For instance, whilst contentedly bebopping around the internetz this week, I was admiring THIS post, The Femme Shark Manifesto, which is one of the best things I have ever read. And then...suddenly.... what?! I was bitch-slapped.
A list of cool traits is offered, old women even get mentioned several times (!) and yet smack in the middle:
FEMME IS NOT THE SAME THING AS BEING OUR MOMSOMG! BEING OUR MOMS! BEING YOUR MOM! Worst thing you could possibly say about someone, I take it. Why?! Well, I guess it's supposed to be obvious, but it's not obvious to ME. But I read this same drive-by statement about "not being your mother" with clockwork regularity. It's injected often, just like in that post, seemingly out of nowhere, almost as an afterthought.
It happens often enough to make me think some of these women have major issues with their mothers. What would Freud say?
Here it is: Do not act out your mother-issues on me or other old women. I am not your mother, is a correct statement--so stop ACTING OUT on me, please. Have the courage to take up your issues with your own mother. Do not displace your mommy-grudge onto women who have nothing to do with your mother, may not have a damn thing in common with your mother, and in fact, who may not even be mothers themselves.

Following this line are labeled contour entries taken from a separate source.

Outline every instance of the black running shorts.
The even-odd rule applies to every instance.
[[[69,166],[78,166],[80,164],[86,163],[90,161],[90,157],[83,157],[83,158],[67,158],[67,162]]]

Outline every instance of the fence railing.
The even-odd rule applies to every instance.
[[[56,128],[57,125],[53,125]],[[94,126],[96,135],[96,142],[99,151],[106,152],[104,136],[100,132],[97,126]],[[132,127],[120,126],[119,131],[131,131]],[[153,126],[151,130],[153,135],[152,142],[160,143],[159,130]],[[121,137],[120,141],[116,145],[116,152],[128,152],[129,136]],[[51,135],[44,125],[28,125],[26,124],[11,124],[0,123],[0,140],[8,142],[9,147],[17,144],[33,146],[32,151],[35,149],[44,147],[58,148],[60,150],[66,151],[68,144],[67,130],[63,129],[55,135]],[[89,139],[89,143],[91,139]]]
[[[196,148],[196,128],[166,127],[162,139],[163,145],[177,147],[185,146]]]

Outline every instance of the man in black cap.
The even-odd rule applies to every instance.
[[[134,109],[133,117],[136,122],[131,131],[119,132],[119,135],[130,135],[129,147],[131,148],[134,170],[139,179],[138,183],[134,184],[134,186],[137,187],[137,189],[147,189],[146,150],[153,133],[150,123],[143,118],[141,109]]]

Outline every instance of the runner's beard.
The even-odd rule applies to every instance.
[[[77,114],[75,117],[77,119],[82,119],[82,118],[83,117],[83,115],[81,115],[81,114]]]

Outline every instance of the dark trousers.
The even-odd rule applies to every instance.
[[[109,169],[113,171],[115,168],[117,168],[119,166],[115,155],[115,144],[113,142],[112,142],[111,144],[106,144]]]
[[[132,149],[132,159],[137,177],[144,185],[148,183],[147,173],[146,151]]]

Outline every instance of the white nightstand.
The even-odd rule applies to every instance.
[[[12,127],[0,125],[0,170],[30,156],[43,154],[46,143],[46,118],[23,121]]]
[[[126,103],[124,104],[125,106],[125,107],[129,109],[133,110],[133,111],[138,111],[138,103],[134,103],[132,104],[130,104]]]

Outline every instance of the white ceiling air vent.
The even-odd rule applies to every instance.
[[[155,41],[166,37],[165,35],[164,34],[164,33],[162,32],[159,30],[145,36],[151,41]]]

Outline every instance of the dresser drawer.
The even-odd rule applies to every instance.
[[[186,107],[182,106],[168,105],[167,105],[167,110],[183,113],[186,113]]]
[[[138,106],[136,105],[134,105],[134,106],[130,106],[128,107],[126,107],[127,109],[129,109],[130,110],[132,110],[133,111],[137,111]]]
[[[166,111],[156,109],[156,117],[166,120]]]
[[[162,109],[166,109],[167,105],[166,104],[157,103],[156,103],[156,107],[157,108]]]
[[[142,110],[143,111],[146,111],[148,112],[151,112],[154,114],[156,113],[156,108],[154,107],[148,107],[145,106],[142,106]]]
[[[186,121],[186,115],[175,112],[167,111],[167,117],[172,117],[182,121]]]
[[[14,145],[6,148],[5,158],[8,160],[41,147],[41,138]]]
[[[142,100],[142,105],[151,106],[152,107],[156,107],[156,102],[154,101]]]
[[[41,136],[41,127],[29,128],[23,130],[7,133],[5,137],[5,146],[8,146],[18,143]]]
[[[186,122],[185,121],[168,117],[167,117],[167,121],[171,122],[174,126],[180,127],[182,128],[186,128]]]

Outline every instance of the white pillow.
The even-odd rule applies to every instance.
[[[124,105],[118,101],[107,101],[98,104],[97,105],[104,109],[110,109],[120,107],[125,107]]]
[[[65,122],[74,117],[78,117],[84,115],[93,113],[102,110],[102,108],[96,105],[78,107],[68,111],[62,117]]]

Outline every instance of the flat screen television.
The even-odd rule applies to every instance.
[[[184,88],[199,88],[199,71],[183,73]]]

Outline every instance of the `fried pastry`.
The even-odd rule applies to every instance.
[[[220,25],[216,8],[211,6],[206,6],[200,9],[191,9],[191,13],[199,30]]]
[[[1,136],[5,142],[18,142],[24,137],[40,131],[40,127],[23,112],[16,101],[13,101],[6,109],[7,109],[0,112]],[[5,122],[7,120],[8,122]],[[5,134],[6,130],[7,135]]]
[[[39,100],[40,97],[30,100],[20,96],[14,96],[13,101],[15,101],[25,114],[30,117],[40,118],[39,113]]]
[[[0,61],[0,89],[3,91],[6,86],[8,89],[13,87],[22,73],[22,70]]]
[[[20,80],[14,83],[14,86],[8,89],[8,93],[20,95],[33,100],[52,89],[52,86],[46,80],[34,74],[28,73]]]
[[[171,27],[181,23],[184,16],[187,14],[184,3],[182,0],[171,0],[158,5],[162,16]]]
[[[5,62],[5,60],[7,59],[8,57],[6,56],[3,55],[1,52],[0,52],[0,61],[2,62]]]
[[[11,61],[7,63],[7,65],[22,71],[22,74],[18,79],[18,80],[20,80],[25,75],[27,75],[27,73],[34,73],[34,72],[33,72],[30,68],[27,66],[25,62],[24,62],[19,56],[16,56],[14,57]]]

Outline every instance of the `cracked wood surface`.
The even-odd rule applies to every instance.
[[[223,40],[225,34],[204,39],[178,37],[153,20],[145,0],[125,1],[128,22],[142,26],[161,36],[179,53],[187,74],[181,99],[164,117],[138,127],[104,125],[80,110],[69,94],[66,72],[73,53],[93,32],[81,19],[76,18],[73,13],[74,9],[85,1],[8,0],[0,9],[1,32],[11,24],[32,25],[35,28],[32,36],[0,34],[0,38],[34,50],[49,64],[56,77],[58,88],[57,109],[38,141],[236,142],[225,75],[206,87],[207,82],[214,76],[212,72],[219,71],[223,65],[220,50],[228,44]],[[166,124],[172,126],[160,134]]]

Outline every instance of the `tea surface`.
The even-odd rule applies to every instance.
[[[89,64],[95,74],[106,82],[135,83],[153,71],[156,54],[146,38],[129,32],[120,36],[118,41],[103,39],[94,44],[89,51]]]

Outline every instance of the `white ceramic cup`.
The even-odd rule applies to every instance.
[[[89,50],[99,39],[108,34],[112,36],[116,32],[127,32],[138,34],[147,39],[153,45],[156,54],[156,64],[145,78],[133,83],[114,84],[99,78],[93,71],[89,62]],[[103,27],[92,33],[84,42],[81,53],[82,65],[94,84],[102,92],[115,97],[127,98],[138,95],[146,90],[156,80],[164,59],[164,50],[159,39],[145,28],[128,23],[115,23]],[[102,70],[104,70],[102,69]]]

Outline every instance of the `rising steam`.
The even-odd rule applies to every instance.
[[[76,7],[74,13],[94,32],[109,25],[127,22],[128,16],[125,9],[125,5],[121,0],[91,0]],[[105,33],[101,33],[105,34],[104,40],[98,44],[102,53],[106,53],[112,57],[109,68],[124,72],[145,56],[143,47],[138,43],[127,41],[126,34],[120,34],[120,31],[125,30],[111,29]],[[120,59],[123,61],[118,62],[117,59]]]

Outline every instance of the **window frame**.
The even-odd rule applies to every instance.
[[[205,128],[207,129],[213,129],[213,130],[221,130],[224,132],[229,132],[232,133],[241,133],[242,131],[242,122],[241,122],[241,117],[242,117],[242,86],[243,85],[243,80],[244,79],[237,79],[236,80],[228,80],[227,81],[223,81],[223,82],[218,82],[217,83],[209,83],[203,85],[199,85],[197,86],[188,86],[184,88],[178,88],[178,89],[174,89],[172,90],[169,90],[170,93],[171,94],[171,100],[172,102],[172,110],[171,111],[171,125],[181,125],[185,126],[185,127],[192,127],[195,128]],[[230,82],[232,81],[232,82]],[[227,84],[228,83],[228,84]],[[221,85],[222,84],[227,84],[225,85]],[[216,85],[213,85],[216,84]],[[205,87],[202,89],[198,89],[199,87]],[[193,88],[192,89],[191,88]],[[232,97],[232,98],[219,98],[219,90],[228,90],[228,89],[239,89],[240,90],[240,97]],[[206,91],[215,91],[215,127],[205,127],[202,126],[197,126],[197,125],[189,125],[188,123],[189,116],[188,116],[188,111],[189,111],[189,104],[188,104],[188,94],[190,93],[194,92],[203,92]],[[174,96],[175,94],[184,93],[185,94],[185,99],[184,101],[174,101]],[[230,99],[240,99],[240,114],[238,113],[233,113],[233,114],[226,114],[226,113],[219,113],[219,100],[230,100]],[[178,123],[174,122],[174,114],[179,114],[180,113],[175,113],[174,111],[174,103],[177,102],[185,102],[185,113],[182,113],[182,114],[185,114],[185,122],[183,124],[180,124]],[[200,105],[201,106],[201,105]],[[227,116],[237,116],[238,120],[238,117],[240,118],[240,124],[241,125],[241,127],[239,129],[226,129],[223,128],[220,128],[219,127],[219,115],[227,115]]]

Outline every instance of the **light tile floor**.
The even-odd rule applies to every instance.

This post was inspired by various bloggers dissing and ignoring old women in the last couple of months; about 25 incidents total. Some of these incidents were directly addressed by me, and some were not, knowing it would not do any good or just cause more acrimony. I tend to hold radicals more accountable than others, assuming (ha!) that they get things quicker when it comes to stereotyping and discrimination. I was wrong. People see exactly what they want to see, and aging is something that happens to other people who are (of course) older, not to them. (Won't they be in for a surprise?)
Someday, calling yourself a GIRL will seem comical, so if that word is a hyphenated part of your political identity, you might want to reconsider.
And as for the Allied Media Conference, as it was with the Women, Action and Media conference, I will be watching the YouTube videos and counting gray heads. If I see, like, three or four (or none), I will notice and comment on your deliberate exclusion.
At the 1979 National Women’s Studies conference, Barbara Smith (of the Combahee River Collective) memorably stated: "Feminism is the political theory and practice to free all women: women of color, working-class women, poor women. Anything less than this is not feminism, but merely female self-aggrandizement."
Well, she left a few people out of that statement (see above), but I get the point. I got it then, too. Some people need to get it NOW, like really get it.